En 1934, Hitler depuró al mismo
movimiento nazi de elementos dudosos. Las SA,
la más obrera de todas las organizaciones del NSDAP tenía dirigentes que hablaban de la “segunda revolución”, en
la cual los nazis sustituirían a todas las demás elites, y en la cual la masa
de los SA formarían la base de un nuevo
“ejército del pueblo”, nazi y
revolucionario.
Ante la alarma del Ejército y de los
sectores de la derecha conservadora, Hitler actuó decisivamente. En la noche
del 30 de junio de 1934, que se llamó de la “Depuración
Sangrienta” -o Noche de los Cuchillos-, escuadras de elite de las SS
asesinaron aproximadamente a cien personajes políticos, entre ellos al ex
capitán Ernst Roehm, jefe de la SA
y varios altos jefes de esta organización, a Gregor Strasser, y también a
varias figuras de la derecha autoritaria, como el general von Scheicher. Esto
no sólo reafirmo el control completo de Hitler, sino que, en cierto modo,
tranquilizó a los altos jefes militares, a los industriales y a los
conservadores en general, que temían a los radicales de la SA.

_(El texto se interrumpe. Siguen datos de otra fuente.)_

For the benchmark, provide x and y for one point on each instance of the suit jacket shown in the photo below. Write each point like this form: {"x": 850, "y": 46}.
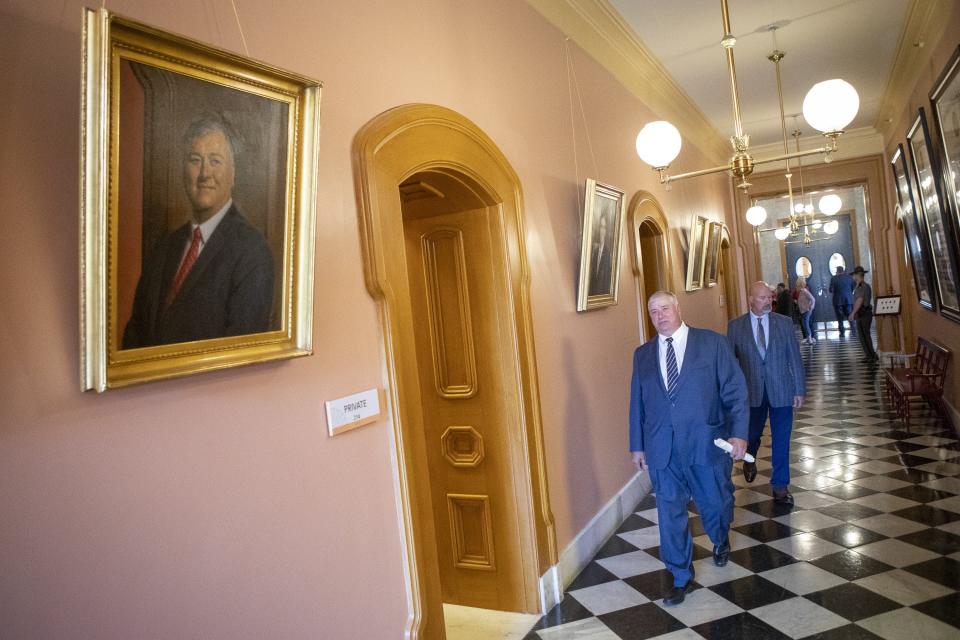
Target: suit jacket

Las SS -sigla que identifica a las Schütz Staffeln o escuadras de
autodefensa- se formaron en 1925 para proteger a Hitler y otros jefes del
partido y constituían una rama especial de las SA. Casi desde el principio los
componentes de las SS llevaron gorras negras con una macabra insignia de
muerte: clavera y tibias cruzadas. Mas tarde se haría famosa la inscripción de
la hebilla de su cinturón: “Meine Ehre
heisst Treue” -Mi honor es mi lealtad-.
En 1929, se nombró Reichsführer de las
SS a Heinrich Himmler, y desde entonces la organización creció rápidamente.

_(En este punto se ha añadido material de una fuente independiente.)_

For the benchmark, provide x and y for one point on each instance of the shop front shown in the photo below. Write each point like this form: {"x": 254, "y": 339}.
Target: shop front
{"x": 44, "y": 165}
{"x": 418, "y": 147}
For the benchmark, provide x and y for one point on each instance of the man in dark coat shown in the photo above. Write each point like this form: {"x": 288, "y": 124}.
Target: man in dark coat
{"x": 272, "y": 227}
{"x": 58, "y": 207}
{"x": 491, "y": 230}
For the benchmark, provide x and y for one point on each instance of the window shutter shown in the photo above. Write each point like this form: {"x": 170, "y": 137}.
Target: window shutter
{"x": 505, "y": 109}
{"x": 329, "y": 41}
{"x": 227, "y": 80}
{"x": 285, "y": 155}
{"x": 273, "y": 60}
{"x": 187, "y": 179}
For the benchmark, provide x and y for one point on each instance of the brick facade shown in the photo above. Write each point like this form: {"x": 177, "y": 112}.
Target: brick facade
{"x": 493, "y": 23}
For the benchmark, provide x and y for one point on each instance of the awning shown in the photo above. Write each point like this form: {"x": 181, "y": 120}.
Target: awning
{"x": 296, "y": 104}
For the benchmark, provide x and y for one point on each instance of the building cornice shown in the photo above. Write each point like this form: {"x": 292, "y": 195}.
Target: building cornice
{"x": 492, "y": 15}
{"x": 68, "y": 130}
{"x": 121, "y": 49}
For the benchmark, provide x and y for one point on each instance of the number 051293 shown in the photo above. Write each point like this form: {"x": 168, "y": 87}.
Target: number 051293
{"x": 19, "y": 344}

Himmler concibió a las SS como la elite racial del Partido Nazi, el 31 de
diciembre de 1931 las definió como: “Las
SS son una agrupación de alemanes de características nórdicas, especialmente
seleccionados...” En consecuencia estructuró a la organización como una “orden de caballería”, en cierto modo
según el modelo medieval de los Caballeros Teutónicos, y fue obteniendo
una autonomía creciente para ella.
Himmler tomó el control de las
funciones especiales de policía del Partido y en abril de 1934 le concedieron
el mando de la nueva policía política del gobierno, la Gestapo –Geheime Staats Polizei, un acrónimo de
Policía Secreta del Estado-.
Los campos de concentración que se
establecieron en la primavera de 1933, contaban con personal de las SA y de las
SS, pero a mediados del año siguiente pasaron a depender exclusivamente de las
SS.[v] En 1937 había tres campos principales,
bajo el control de las unidades especiales de las SS llamadas “Totenkopfverbände”

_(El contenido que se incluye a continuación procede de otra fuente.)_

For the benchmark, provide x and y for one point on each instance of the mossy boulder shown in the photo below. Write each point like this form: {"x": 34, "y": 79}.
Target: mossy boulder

-Unidades de Calaveras, por su insignia-.
Terminada toda oposición, y tras la
muerte del presidente Hindenburg, Hitler reunió en su persona los cargos de
presidente y canciller, se adjudicó el título de Führer y anunció el comienzo
del Tercer Reich[vi], un nuevo imperio alemán que pretendía
dar comienzo a un orden destinado a durar mil años. En los hechos, el régimen
nazi disolvió la seguridad jurídica, y las personas perdieron sus derechos más
elementales a la vida, a la libertad y a la igualdad ante la ley. Como oportunamente
aclaro Göering: “La ley y la voluntad del
Führer son una sola cosa”.[vii]
Hacia fines de la década de los años
treinta, Adolfo Hitler se mostró como un habilísimo manipulador de las técnicas
de regateo, debidamente respaldadas por la amenaza del empleo de la fuerza
militar. Para aquellos dirigentes de Europa que deseaban la paz casi a
cualquier precio, la estrategia aplicada por Adolfo Hitler era irresistible.
Es importante tener en consideración
que casi todos los alemanes eran “revisionistas”
en mayor o menor medida y que gran parte de los objetivos que Hitler perseguía
en el campo internacional eran prácticamente una proyección de las antiguas
aspiraciones de los nacionalistas alemanes. Las rectificaciones fronterizas
ocurridas entre 1919 y 1922, en Europa del Este y Central, eran
insatisfactorios para otras naciones y grupos étnicos, que exigían cambios
mucho antes de que los nazis se apoderasen de la escena y estaban dispuestos a
unirse a Berlín para corregirlas. Alemania, a pesar de sus pérdidas en
territorio, población y materia prima, conservaba potencial industrial para ser
la principal fuerza impulsora de Europa. Además, el sistema de alianzas
internacionales necesario para evitar un resurgir de la grandeza alemana eran
entonces muy diferente y estaban mucho menos coordinado que antes de 1914.
Los años 1933 y 1934 fueron consagrados
básicamente a la consolidación y el rearme internos. La acción comenzó el 13 de
enero de 1935, cuando Hitler ganó el plebiscito del Sarre; once días después
del retorno del Sarre a Alemania, el 7 de marzo, Hitler repudió las cláusulas
de Versalles referidas al desarme, y el 18 de junio firmó con Gran Bretaña el
Tratado Naval Anglo-germano que otorgó a Alemania el derecho de tener el 35% de
la fuerza británica de buques de superficie y paridad en submarinos.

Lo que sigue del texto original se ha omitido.